3 Reasons Why Encryption Is Not as Safe as You May Believe

Encryption is a cozy word. It sounds like you’ve just hired armed guards to stand in front of your doors with instructions to attack anyone who gets within twenty meters of you. What if I told you that the security that you rely on to keep your applications and data safe is nothing more than a lock that will be outdated tomorrow? How about the fact that most service providers don’t even bother to give you transparent information about the way they handle security? There are so many reasons to tread carefully, it’s hard to condense it within any measure of words. That doesn’t mean I won’t try.

Encryption Is Unreliable

The toughest encryption today will be outrun by the weakest encryption of tomorrow. This is an inevitable reality. Of course, you don’t have to worry a whole lot about the level of encryption your service provider gives you as long as it hasn’t been solved. The word “solved” in this context means that a form of encryption has been repeatedly cracked. If your service provider encrypts your data using outdated algorithms, both you and the provider will suffer for that.
Once Government Cracks Something, Hackers Aren’t Far Behind

You probably know about SSL and rely on it on a daily basis to access Facebook and your email. Perhaps it’s also no surprise to you that the NSA has cracked RSA and SSL. This tells you something about the future. At the very least, SSL and RSA encryption will be simply outdated as hackers grab a piece of the NSA’s pie and learn how to crack their way into servers for illicit purposes. Just like companies base their designs sometimes on government work, hackers also use government surveillance as a signal booster for what they should do next.

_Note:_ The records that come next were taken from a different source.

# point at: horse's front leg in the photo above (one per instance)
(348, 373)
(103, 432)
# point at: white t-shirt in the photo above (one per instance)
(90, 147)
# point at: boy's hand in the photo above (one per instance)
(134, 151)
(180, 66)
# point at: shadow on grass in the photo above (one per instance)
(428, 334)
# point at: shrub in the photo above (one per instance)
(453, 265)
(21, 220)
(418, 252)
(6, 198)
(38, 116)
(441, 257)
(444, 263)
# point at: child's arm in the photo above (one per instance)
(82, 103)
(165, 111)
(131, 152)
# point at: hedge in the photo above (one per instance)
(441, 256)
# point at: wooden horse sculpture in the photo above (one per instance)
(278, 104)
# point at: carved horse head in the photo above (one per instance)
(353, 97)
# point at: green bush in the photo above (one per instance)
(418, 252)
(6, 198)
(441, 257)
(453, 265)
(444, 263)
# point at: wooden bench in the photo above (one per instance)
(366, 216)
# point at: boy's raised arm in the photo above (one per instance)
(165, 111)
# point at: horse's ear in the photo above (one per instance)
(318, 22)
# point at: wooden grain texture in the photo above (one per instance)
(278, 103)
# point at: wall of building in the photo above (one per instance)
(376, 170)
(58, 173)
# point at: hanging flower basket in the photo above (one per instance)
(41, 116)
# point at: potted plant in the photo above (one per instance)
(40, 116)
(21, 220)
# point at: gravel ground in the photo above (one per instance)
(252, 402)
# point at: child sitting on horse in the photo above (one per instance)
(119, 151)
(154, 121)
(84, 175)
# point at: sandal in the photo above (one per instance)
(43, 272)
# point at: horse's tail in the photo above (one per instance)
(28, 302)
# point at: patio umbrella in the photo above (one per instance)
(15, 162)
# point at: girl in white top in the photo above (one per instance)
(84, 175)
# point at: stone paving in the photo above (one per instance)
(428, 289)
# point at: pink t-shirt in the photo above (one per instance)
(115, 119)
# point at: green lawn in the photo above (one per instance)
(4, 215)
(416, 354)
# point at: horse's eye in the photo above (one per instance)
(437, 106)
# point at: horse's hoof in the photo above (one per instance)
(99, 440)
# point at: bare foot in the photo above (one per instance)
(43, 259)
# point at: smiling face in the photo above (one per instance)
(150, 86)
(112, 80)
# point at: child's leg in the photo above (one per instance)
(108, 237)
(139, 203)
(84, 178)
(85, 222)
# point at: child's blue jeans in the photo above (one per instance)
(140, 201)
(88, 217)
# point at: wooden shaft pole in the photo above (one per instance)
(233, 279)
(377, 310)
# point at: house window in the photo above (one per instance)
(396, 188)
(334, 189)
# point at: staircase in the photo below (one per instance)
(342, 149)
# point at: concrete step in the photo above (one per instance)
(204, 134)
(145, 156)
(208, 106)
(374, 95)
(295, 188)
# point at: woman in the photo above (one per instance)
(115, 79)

Your Phone Is No Better Off

Who’s developing your apps? It sure isn’t Google, Microsoft, or Apple. They’re just hosting the apps on their stores. Most of the people developing apps are just people. They have either a complete lack of or an adequate amount of resources, but nowhere near the near-infinite resources that the companies I just mentioned have. This means that they can only get a certain amount of talent into the fray. Unfortunately for you, this means that the apps you download from individual developers or very small startups that have no experience in the industry are riddled with privacy issues.
Some Guidelines

If you want to stay safe, just follow these rules:

    Keep an eye out for broken encryption. Search the type of encryption your service provider uses and use the term “broken.”
    Don’t email something you wouldn’t like to have out in the open. Use either face-to-face conversations or video conferencing (with end-to-end encryption, of course) to speak privately.
    Avoid using the same password for more than one service. This only makes a hacker’s job of destroying your identity on the web easier. Use SSO services if you’d like to better manage your passwords.
    Take a long hard look at the permissions requests your apps send before you install them. This gives you an idea of how extensive the damage can be from an app that is incompetently developed.
    Pay attention when a government cracks something. This is a sign that you should start avoiding that type of encryption altogether. It’s not necessarily an attempt to circumvent your government as much as it is an attempt to prevent hackers from getting ahead of you in the “cat and mouse” game.